The minutes show that all nine members were in agreement in keeping the interest rate at 0.5%, and maintain the current level of QE. Although they did show that some members felt a further bout of QE would be needed sooner, rather than later.

However, David Kern, Chief Economist at the British Chambers of Commerce (BCC), said that the MPC should be focusing their time and efforts on other measures, not QE.

“The decision to hold interest rates at 0.5% and to maintain QE at £375bn was taken unanimously, which was unsurprising. Existing QE is still being implemented, so it is understandable that the MPC wants to wait before another increase," he said.

"However, the minutes reveal that some members think further stimulus will be needed, and the financial markets are expecting a QE increase around November time.

“Recent measures by the ECB, the US Fed and the Bank of Japan will probably reinforce pressures for an increase. But we still think the MPC should be cautious and refrain from adding to QE unless the UK financial system faces new threats due to developments in the eurozone.
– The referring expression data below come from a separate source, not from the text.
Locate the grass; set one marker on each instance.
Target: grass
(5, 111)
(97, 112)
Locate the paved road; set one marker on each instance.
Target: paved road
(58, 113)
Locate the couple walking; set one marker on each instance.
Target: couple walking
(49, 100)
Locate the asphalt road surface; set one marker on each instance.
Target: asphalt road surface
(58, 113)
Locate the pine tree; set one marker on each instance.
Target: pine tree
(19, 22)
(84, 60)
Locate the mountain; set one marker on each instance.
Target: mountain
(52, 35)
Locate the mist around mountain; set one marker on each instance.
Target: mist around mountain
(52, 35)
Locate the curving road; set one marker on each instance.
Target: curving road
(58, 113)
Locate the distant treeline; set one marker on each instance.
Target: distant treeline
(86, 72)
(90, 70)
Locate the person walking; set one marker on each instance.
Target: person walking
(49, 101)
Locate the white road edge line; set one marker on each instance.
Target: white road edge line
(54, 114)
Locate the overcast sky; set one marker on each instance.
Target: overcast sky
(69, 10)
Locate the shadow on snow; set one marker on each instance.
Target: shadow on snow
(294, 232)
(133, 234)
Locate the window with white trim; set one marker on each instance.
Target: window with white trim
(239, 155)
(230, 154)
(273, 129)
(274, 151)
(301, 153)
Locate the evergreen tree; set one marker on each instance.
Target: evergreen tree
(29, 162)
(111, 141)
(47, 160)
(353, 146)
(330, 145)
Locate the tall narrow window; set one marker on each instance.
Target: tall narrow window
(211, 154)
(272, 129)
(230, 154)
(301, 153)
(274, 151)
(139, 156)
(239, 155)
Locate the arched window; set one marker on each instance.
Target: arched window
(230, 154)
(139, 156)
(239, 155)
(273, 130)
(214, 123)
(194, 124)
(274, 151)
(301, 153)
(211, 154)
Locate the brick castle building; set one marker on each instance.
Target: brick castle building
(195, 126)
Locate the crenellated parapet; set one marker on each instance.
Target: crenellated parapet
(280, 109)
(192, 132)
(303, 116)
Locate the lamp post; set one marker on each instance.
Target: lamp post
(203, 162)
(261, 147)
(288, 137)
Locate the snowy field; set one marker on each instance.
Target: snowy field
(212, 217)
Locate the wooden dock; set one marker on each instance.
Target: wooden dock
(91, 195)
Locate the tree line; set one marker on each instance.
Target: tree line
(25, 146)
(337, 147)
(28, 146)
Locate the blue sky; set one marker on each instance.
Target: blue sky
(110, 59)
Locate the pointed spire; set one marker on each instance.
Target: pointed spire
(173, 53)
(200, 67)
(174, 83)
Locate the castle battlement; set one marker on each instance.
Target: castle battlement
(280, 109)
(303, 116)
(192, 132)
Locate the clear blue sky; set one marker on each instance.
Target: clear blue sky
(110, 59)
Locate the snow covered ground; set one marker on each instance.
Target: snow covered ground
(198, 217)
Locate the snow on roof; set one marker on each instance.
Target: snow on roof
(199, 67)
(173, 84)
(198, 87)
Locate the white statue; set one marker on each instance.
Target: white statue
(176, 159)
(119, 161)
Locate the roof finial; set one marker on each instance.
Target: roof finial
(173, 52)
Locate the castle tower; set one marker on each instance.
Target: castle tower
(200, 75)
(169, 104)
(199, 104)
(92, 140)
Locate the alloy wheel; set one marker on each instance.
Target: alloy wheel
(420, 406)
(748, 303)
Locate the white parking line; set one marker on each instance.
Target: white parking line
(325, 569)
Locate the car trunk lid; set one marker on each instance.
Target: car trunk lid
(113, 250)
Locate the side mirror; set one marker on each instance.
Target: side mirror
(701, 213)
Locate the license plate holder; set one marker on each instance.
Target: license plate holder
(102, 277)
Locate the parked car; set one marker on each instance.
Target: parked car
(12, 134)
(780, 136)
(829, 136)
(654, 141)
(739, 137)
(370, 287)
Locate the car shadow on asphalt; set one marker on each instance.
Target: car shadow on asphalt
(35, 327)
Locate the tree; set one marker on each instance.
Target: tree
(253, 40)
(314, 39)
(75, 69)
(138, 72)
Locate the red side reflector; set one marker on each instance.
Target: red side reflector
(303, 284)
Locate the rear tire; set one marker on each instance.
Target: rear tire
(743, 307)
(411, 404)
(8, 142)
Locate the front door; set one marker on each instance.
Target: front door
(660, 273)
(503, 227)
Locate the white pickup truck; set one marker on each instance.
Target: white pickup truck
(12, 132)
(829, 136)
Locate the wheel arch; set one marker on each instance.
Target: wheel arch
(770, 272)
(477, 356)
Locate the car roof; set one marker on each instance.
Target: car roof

It is important that additional QE is not used to limit falls in inflation over the next year, as a temporary fall below the 2% target would support demand.

“Although QE was helpful in the early stages of the 2008/09 financial crisis, its benefits have diminished in recent years, mainly because the scheme has focused exclusively on purchasing gilts. A recovery in business lending will only be achieved if the MPC and the government relies on tools other than conventional QE.

"The Funding for Lending scheme could be effective, but the MPC could help by purchasing assets other than gilts, including securitised business loans. To ensure credit is reaching new and growing companies, the government should be moving towards the early creation of a state backed business bank.”